For if simply reading about their suffering, or seeing a picture can swamp our souls, how much worse are the experiences of the animals who actually endure the agonies that we only read about? If the imprisoned animals can somehow, someway, get through another day as they wait for someone to open the cage door and lead them to freedom, if they can go on, then I MUST.
There really is NO CHOICE.
Right now, as you read this, millions upon millions of animals are struggling through another day of suffering, waiting for an end. Hoping for either freedom or death. Longing for their lives to become something like what they were intended to be – and less like a nightmare.
What they are really waiting for is US. They wait for us to realize that despite the seemingly insurmountable odds, despite the apparent strength of those who exploit animals, despite the apathy of the masses, WE CAN MAKE A DIFFERENCE.
We are capable of opening the doors of the labs and forcing the public to look inside. The truth is sufficient, reality is horrible enough. We CAN make everyone see that there simply is NO justification for brutality. Selfishness does not justify slaughter. No matter how much money can be made, no matter how scientifically interesting a process might be, Scientific Curiosity does not justify Cruelty. Abstract Knowledge does not justify Abject Victimization.
In the end, one thing helps to make it all worthwhile – knowing that animals can have freedom, too. In this imperfect world, we do sometimes get it right. Animals do get out of labs, and circuses, and factory farms. Sometimes the tears shed can be tears of joy. Recently, I have had this experience, of watching an animal being released into a sanctuary, and knowing that they had this experience, knowing that an animal is free at least in part because of something you did, that is enough to last a lifetime. A few animals are no longer waiting for someone to lead them to freedom, they already have it. With that picture now in my mind, knowing that death doesn’t always win, it is possible to move on.
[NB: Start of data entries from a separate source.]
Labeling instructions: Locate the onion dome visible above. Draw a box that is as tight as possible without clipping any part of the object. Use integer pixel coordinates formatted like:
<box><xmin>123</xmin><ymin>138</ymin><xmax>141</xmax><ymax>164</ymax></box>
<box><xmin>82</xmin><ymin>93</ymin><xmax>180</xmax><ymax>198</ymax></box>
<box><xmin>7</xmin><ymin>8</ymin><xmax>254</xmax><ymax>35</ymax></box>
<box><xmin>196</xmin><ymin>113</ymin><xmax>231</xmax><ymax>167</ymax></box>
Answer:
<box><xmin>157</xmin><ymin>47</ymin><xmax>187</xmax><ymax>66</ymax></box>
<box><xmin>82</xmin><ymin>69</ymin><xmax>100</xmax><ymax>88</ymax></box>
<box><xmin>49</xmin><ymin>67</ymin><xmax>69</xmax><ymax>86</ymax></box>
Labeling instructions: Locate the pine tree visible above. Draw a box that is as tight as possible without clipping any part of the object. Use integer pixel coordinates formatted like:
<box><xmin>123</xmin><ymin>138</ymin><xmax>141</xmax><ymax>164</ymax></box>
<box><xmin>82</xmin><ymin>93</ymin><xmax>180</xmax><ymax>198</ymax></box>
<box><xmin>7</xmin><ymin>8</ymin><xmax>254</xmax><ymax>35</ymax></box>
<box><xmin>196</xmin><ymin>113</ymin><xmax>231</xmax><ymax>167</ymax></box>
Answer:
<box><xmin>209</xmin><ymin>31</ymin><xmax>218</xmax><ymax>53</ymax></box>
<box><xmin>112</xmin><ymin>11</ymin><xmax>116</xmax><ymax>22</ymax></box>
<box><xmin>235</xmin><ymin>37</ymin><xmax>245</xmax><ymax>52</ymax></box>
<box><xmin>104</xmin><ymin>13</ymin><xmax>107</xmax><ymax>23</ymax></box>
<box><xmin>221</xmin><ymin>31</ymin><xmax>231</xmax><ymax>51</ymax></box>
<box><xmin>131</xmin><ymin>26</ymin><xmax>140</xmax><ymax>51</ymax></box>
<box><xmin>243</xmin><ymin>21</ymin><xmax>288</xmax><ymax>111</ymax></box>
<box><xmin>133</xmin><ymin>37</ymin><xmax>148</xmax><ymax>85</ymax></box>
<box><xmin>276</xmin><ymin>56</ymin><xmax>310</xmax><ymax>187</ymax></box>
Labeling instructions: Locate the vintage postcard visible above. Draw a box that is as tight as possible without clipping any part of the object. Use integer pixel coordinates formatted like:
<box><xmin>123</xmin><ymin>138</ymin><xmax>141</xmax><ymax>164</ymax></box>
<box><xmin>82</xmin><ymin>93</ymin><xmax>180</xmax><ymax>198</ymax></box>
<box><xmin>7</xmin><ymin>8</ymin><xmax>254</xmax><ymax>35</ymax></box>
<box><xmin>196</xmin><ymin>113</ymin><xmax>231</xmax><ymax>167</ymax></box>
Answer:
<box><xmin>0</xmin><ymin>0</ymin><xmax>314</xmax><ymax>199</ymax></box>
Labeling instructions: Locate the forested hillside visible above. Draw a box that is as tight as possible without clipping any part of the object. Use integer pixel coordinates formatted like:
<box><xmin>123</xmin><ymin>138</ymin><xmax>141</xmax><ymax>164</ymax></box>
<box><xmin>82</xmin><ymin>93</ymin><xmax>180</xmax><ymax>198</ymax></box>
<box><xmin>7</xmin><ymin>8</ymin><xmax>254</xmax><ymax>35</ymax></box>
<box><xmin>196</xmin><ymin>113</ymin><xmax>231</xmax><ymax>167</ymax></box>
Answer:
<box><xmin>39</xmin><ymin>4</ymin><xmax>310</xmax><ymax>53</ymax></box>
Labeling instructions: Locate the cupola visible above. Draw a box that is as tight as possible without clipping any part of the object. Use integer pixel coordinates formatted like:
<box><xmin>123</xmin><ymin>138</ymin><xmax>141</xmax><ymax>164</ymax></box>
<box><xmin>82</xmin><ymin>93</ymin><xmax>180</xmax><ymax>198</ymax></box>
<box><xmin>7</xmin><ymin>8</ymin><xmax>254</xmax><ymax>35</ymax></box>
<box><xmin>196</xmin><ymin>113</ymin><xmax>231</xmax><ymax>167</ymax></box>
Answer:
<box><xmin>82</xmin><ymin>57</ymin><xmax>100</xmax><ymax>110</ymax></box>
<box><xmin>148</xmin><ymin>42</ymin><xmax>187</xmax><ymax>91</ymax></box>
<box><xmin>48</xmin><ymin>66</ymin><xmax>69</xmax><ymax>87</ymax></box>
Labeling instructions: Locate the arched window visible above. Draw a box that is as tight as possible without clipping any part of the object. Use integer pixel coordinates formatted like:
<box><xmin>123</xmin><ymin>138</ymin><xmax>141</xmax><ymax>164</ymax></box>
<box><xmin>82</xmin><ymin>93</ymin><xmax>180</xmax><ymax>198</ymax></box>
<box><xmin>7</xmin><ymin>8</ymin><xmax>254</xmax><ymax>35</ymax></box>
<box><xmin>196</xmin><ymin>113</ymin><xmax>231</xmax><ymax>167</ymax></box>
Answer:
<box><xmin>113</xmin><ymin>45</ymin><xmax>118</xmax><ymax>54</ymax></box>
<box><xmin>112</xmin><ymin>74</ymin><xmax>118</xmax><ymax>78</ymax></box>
We must always remember that there is also good in the world, and we are a part of it. If we fight hard enough, we have a chance to literally make it happen. The freedom of even one animal is blessing enough to keep up the battle. If you have saved even one animal, removed one being from suffering, hold on to that one positive. Keep that rescue in your heart. Every new day is another opportunity to make it happen again. Don’t miss out on the chance to give freedom to another, there are no better experiences in this world.